My name is Christy L. Wentz and I am a analyst at a liberal arts college in central NY. I am looking to connect with others who have experience using Dataiku. I would like to know how you are using higher ed. data in this platform.
welcome to the Dataiku community. I work in the nonprofit sector, and have taught in Higher Ed in the past. Which side of the organization are you interested in using Dataiku DSS? On the academic teaching side, helping students build data science skills? Or more on the business side? Or more on the fundraising side? Or on the marketing and student retention side?
In the work I’ve done in the Non-Profit sector. I’ve done things like Churn Modeling on memberships. Some attendance forecasting in a museum context, and some audience member clustering. I would think that all of these and more would be useful in a college situation.
Tom asked a very good question. Depends on the level of your students and the applications you're interested in. I teach financial data analysis with Dataiku and found that data cleaning/manipulation, classification and textual analysis can be helpful. It was challenging for the finance students. So you may want to slow it down a bit.
I am on all sides as I work for the President and all the VP's of the institution. I am currently working on gathering all the data for a 5 yr retention analysis, and projects in the backlog are Evaluation of a student program in Career services, a Student Success Model(this is a huge project that will be using data from common features such as demographics, GPA's, etc, but also incorporate student experiences and other features that are only a name as we have not defined them or determined out to measure them), and Prospect Giving model. I will also be working with a professor on persistence project to predict at risk students in STEM (what are the key features that affect persistence) that will have effects across the entire college in any department/division. Im new to analyzing data in this platform with most of my experience in Python, R, SPSS and Excel.
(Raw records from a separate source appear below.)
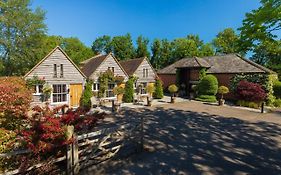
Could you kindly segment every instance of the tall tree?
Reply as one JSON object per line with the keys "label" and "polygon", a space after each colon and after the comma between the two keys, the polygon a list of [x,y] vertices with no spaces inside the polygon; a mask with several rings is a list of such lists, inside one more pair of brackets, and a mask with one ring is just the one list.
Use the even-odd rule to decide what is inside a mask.
{"label": "tall tree", "polygon": [[123,36],[113,37],[110,45],[113,54],[118,60],[131,59],[135,56],[134,45],[129,33]]}
{"label": "tall tree", "polygon": [[148,38],[144,38],[143,36],[139,36],[137,38],[137,50],[136,50],[136,57],[150,57],[150,53],[147,49],[147,45],[149,43]]}
{"label": "tall tree", "polygon": [[199,50],[194,40],[177,38],[172,42],[173,60],[177,61],[184,57],[199,56]]}
{"label": "tall tree", "polygon": [[204,42],[200,39],[199,35],[187,35],[186,37],[189,40],[193,40],[197,46],[197,48],[200,48],[203,46]]}
{"label": "tall tree", "polygon": [[253,52],[252,60],[281,75],[281,1],[261,0],[261,6],[246,14],[241,31],[241,48]]}
{"label": "tall tree", "polygon": [[2,75],[22,75],[35,62],[46,33],[45,12],[33,11],[30,0],[0,2],[0,59]]}
{"label": "tall tree", "polygon": [[200,50],[199,56],[201,56],[201,57],[213,56],[213,55],[215,55],[214,48],[213,48],[212,44],[210,44],[210,43],[203,44],[203,45],[200,47],[199,50]]}
{"label": "tall tree", "polygon": [[161,41],[159,39],[155,39],[151,45],[151,64],[155,69],[159,69],[161,65],[159,64],[161,58]]}
{"label": "tall tree", "polygon": [[76,64],[95,55],[92,49],[85,46],[78,38],[64,38],[61,45],[64,51]]}
{"label": "tall tree", "polygon": [[222,32],[219,32],[217,37],[213,40],[216,52],[220,54],[238,53],[239,36],[232,28],[226,28]]}
{"label": "tall tree", "polygon": [[93,42],[92,50],[94,51],[95,54],[99,54],[99,53],[108,54],[109,52],[112,51],[110,43],[111,43],[111,37],[108,35],[103,35],[102,37],[98,37]]}
{"label": "tall tree", "polygon": [[169,42],[167,39],[161,40],[161,59],[159,61],[161,68],[173,63],[172,49],[171,42]]}

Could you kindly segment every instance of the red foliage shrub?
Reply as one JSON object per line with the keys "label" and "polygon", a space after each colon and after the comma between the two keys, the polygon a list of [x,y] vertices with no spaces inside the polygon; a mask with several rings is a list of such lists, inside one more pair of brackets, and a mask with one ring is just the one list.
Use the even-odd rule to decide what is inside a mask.
{"label": "red foliage shrub", "polygon": [[21,126],[32,100],[32,92],[25,81],[18,77],[0,78],[0,120],[1,126],[15,130]]}
{"label": "red foliage shrub", "polygon": [[45,116],[33,120],[32,127],[21,132],[23,142],[34,153],[47,153],[65,145],[66,135],[59,118]]}
{"label": "red foliage shrub", "polygon": [[33,111],[30,127],[20,132],[23,144],[35,154],[58,152],[68,143],[61,119],[48,106],[35,106]]}
{"label": "red foliage shrub", "polygon": [[236,93],[239,100],[261,102],[266,98],[266,93],[260,84],[245,80],[238,83]]}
I plan to extend this to the classroom but that is a later project. I have been using the free version as I wait for IT to get the full version on our server.
I am very interested in Churn modeling, as I think it would be perfect for retention and persistence.
All of those sound like a whole lot of fun. 😀
Sounds like you might have a local "design" node on your personal computer already. I've done the same. One of the things that I've done is to add a PostgreSQL database to my computer as well. (I just turn it on when I'm actively using DSS.) This gives me a somewhat more robust data store, and also allows me to manipulate the data with SQL directly if I need to do so.
From your descriptions below, it sounds like you will be creating a number of ETL projects to prepare "master data" on several subjects, likely gathered from a number of data systems. And then create a series of analytic projects.
Once you have your production nodes in place you will also have security in place to grant access to different datasets which should be of some help in an academic environment.
The web UI will also be helpful in sharing access to insights and granting access to other researchers to the data and environment.
You will find that DSS nicely supports coding in Python & R, typically I do this from within Jupyter Notebooks. Although you can also use IDEs like VS Code or Rstudio with the fully licences version of Dataiku DSS. In early April the NYC Dataiku User Group will be doing a community gathering on the use of VS Code and Dataiku DSS. You are welcome to attend.
When it comes to integration with MS Excel, DSS does a fairly nice job of reading spreadsheets as data input and exporting to MS Excel Spreadsheets.
You can also get a plugin for DSS https://www.dataiku.com/product/plugins/spss-format/ that will read SPSS files.
Regarding Churn Modeling, you might also want to look into Survival analysis as another approach to the same kind of research question.
I'd love to have a further chat if you are so inclined. Direct message me here in the DSS community if that is of interest to you.
Hi Tom @tgb417 ,
Thank you for the information. All the data I am using comes from Snowflake. We have multiple systems on campus, and we are working to connect them all to the warehouse. It has been a long project as we are governing all the data that comes in and that takes time.
Should I still add PostgreSQL?
I am a member of the NYC User group even though I am in CNY and will be attending all those events, but I would like to connect with you. I have been hoping to find someone that understands this data and its complexities to connect with and learn from.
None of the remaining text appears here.